South American final in Madrid is a one-off, says Infantino

BUENOS AIRES, (Reuters) - - The decision to play the South American Copa Libertadores final between River Plate and Boca Juniors in Madrid should not signal the start of a new trend, FIFA President Gianni Infantino said on Saturday.

FILE PHOTO: Soccer Football - Copa Libertadores Final - Second leg - River Plate v Boca Juniors - Antonio Vespucio Liberti Stadium, Buenos Aires, Argentina - November 24, 2018 General view of River Plate's fans inside the stadium before the match REUTERS/Marcos Brindicci/File Photo

The Buenos Aires derby will be the first major continental final to be played outside its home region, leading to speculation that other domestic and international competitions could follow suit.

Spain’s La Liga wants to stage a regular season match between Barcelona and Girona in Miami but has run into fierce opposition including from FIFA itself.
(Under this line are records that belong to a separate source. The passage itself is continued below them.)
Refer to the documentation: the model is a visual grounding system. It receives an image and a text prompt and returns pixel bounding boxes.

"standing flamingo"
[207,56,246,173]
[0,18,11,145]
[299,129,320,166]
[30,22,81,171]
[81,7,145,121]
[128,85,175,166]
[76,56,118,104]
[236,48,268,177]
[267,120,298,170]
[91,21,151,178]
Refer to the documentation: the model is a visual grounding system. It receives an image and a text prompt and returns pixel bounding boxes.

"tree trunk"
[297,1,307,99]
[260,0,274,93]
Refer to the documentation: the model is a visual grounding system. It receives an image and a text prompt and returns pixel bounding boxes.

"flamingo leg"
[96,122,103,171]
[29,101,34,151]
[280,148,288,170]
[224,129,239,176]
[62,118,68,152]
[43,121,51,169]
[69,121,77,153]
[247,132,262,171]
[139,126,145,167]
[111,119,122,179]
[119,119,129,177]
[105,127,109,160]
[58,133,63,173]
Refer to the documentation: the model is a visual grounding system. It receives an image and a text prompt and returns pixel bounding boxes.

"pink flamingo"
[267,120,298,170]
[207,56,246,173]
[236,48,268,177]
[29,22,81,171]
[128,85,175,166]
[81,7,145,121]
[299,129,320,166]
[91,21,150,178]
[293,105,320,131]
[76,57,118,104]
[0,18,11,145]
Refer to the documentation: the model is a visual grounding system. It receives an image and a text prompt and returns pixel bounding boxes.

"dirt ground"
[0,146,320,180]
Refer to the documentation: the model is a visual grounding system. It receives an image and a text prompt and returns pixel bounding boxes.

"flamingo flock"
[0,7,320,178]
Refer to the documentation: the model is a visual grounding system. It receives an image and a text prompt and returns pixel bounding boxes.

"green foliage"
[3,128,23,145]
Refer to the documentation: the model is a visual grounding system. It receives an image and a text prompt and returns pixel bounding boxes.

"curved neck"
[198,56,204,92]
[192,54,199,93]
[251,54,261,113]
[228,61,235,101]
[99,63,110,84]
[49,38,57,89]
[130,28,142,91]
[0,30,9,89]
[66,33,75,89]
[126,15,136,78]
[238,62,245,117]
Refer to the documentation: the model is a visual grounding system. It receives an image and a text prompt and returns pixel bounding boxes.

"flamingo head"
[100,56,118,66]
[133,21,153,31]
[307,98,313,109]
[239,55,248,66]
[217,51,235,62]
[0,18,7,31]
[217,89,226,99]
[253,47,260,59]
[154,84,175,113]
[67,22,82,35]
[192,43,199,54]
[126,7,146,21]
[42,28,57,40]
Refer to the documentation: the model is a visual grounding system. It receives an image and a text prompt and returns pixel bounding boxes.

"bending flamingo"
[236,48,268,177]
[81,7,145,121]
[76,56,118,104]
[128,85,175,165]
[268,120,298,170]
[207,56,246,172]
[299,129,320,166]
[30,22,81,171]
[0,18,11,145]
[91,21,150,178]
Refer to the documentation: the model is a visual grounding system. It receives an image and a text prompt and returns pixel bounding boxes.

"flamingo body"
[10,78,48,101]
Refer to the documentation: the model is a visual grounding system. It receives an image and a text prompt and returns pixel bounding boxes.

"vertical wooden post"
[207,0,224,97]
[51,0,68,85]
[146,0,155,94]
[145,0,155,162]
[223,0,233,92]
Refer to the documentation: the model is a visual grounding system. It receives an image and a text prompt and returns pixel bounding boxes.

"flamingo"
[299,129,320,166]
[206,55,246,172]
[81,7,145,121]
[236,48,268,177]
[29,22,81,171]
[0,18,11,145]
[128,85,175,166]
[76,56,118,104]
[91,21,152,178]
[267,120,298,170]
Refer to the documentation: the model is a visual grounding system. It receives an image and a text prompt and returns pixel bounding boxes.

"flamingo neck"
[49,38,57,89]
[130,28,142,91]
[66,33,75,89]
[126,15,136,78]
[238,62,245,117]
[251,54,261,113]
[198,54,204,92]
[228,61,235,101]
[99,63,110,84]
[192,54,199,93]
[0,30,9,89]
“Football is based on national associations who play their competitions in their countries and continental competitions who play on their continents and then FIFA who can play its competitions everywhere,” Infantino said.

“This is one of the strengths of football we should protect.”

The second leg of the final between River Plate and Boca Juniors was postponed on Nov. 24 after the Boca team bus was attacked and players injured as it approached River’s Monumental stadium.

Another attempt to play the following day also failed as the game was again called off.

“This is an exceptional situation,” added Infantino, who was at the stadium. “A game which already has a huge rivalry couldn’t be played.” However, he supported CONMEBOL’s decision on this occasion.

“Football must always carry on, to not play a game is always a defeat,” he said, speaking at a news conference during the G20 summit.

He suggested the incidents would not affect Argentina’s bid to host the 2030 World Cup along with Uruguay and Paraguay.

“The decision for the 2030 World Cup will be taken in around four years and there is a lot of time to work,” he said.

“It’s not the only game in the world where this has happened.....I remember a derby in Zurich where the match had to be stopped because of violence in the stadium.”

“I really wanted to see this Superclasico, a game that any supporter wants to see once their life...and I left very sad,” Infantino said.